La communauté hongroise d’Ukraine vit entre les deux puissances

Feb 5, 2024

Source Thomas d'Istria Le Monde 6 février 2024

La communauté hongroise d’Ukraine vit entre les deux puissances en tentant de se faire la plus discrète possible. Si la population est évidemment proche du pays voisin et apprécie le soutien de Budapest, elle ne souscrit pas à la rhétorique de Viktor Orban contre l’entrée de l’Ukraine au sein de l’Union européenne

Berehove (Ukraine) - envoyé spécial

Rien ne distingue les dessins affichés sur les murs de ceux que l’on pourrait trouver dans n’importe quelle école ukrainienne. Ils représentent des soldats et des drapeaux ukrainiens bleu et jaune aux côtés de la date du 6 décembre, Journée nationale des forces armées. La seule différence avec les autres écoles du pays est que lorsque la sonnerie de la récréation retentit, les élèves âgés de 6 à 17 ans qui surgissent dans les couloirs ne s’expriment qu’en langue hongroise. De la même manière, les cours donnés dans les salles de classe de l’école Lajos Kossuth de Berehove, petite ville du sud-ouest de l’Ukraine, se tiennent dans la langue du pays voisin.

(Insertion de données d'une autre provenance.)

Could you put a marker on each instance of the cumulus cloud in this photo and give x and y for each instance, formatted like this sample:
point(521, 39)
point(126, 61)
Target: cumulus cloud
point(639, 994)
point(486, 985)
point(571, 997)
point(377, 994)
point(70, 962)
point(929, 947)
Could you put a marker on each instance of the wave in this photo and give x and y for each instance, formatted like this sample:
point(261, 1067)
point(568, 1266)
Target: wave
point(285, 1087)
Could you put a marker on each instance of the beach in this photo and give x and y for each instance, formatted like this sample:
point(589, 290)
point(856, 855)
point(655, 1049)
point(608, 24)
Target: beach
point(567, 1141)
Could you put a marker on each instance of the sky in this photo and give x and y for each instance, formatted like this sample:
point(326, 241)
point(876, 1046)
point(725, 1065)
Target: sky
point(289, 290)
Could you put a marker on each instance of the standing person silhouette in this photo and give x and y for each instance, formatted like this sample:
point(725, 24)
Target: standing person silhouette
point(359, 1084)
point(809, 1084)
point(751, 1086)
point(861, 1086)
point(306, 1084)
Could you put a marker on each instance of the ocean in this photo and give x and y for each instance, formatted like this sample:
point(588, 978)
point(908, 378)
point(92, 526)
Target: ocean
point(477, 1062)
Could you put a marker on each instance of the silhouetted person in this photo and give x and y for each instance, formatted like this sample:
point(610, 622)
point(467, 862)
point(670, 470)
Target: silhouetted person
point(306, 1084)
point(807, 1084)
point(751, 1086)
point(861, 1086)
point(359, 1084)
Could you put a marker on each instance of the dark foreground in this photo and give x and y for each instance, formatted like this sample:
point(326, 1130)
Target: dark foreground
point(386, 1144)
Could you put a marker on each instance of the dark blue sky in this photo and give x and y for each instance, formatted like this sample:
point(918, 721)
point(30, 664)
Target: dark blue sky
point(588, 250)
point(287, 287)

Cette forme d’éducation est une des spécificités de la Transcarpatie, cette région multiethnique coincée entre la Hongrie, la Slovaquie, la Pologne et la Roumanie, berceau de la communauté hongroise d’Ukraine. Si le dernier recensement officiel datant de 2001 dénombrait 150 000 personnes, la population de cette minorité du pays aurait aujourd’hui réduit de moitié, selon des estimations plus récentes.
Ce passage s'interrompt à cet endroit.